Showing posts with label vinyl tile removal. Show all posts
Showing posts with label vinyl tile removal. Show all posts

Tuesday, February 2, 2010

Unearthing the basement floor

Removing old vinyl tile from a basement floor is fun stuff.  Oh no, wait, what's the opposite of that?  It's the opposite of fun stuff.


It feels good to get this old mildewy stuff out of the basement, but I wish getting it out didn't make my wrists so sore and my hands so blistered.


People actually pay a lot of money to make their concrete floors look like this.

I would gladly give it for free if someone would remove the rest of the tile for me.

Saturday, January 30, 2010

How to paint your fireplace

Do you want to update your grimy old fireplace?  A coat of paint is a good option, particularly if you're never going to use the fireplace for fire.  These bricks would look lovely with a coat of white paint.

Before you start you'll want to make sure that you put all the paint cans you've ever used (empty or full) in the basement, regardless of whether you'll need them. You'll want to trip over these later, especially since you'll be wearing contacts that are the wrong prescription, making walking a little tricky.  That's just the price you pay so your glasses aren't fogging up constantly with a ventilator mask on your face.

You'll also want to plan a dinner party for the evening.  Decide that morning to make homemade bread, despite the fact that you've *never* made an edible loaf of yeasted bread before.  Tonight will be different.
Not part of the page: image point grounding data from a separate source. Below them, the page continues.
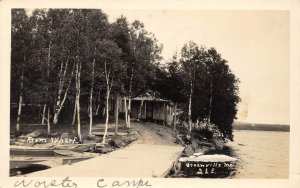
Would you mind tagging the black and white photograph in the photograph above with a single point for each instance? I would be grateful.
(161, 93)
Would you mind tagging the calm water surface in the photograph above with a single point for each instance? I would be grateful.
(261, 154)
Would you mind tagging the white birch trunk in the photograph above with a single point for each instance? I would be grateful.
(48, 123)
(210, 104)
(129, 112)
(78, 69)
(59, 102)
(116, 113)
(129, 99)
(190, 108)
(44, 114)
(74, 114)
(20, 102)
(91, 98)
(140, 109)
(126, 112)
(175, 116)
(107, 115)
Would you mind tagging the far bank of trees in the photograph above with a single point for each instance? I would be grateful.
(63, 60)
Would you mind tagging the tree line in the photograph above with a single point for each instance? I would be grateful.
(72, 57)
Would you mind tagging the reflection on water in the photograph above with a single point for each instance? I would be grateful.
(261, 154)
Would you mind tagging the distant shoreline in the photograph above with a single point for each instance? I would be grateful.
(261, 127)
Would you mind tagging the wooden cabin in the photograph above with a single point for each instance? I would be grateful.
(153, 109)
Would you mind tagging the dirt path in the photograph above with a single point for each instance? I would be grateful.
(152, 155)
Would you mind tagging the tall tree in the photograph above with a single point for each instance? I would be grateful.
(108, 53)
(21, 43)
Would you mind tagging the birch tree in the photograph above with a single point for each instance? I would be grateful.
(21, 35)
(108, 54)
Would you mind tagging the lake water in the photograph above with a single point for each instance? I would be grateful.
(261, 154)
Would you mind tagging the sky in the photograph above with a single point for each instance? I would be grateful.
(256, 45)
You'll want to remove the tack strips that surround the fireplace hearth, lest you accidentally kneel on one of those upward facing nails.  They were left from when you removed the carpeting.  Grab your handy floor scraper and start to loosen the rotting wood.

Accidentally take out half of a hearth stone with the floor scraper.  Whoops. 
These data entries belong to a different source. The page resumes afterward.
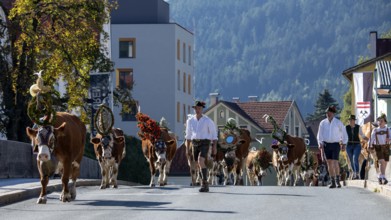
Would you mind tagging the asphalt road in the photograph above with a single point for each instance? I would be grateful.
(180, 201)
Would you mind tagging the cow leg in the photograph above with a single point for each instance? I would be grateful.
(153, 173)
(250, 176)
(166, 171)
(65, 194)
(75, 175)
(226, 175)
(114, 175)
(105, 175)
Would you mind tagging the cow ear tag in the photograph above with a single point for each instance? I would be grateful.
(229, 139)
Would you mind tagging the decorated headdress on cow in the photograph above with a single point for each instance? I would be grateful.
(40, 109)
(104, 120)
(199, 103)
(382, 116)
(149, 128)
(277, 133)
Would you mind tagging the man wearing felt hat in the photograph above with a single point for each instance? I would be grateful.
(201, 131)
(332, 138)
(380, 139)
(353, 147)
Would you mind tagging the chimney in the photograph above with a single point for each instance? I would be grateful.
(236, 99)
(252, 98)
(373, 44)
(214, 98)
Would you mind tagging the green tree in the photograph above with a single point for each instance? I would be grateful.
(61, 38)
(324, 100)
You know what?  You never liked those that much and they aren't original to the house, so let's just get rid of all of them.
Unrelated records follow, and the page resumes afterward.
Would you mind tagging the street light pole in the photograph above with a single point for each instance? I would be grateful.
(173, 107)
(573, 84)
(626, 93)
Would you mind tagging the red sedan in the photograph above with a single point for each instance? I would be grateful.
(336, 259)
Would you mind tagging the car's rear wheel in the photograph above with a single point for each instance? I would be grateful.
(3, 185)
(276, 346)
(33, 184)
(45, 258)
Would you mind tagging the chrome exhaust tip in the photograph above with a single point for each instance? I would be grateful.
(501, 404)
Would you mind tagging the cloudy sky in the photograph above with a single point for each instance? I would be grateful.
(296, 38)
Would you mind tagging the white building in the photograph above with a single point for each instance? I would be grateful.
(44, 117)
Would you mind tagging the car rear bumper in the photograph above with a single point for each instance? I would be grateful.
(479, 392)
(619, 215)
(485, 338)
Some of the vinyl glue-down tiles popped off when you were scraping, so just scrape a few off around the fireplace.  You'll want to leave the rest alone because scraping up all the tile in the basement would be crazy.  

Shhhh . . . did you hear that? That was your friend Carrie, screaming "ASBESTOS IN THE VINYL TILE!" from a mile down the road.  But it's okay; you're wearing a mask and you're only removing a couple of tiles.


Crap.  That looks like water. Just a little bit, but water nonetheless.  Decide to switch to pulling up the tack strips that run along every wall.  

But first, run upstairs to do the first kneading of the bread. Finally read the recipe in full and realize that it requires FOUR rises and the bread won't be ready to go into the oven until 8 pm, never mind that you need to cook the chicken and the veggies too, all at different tempuratures.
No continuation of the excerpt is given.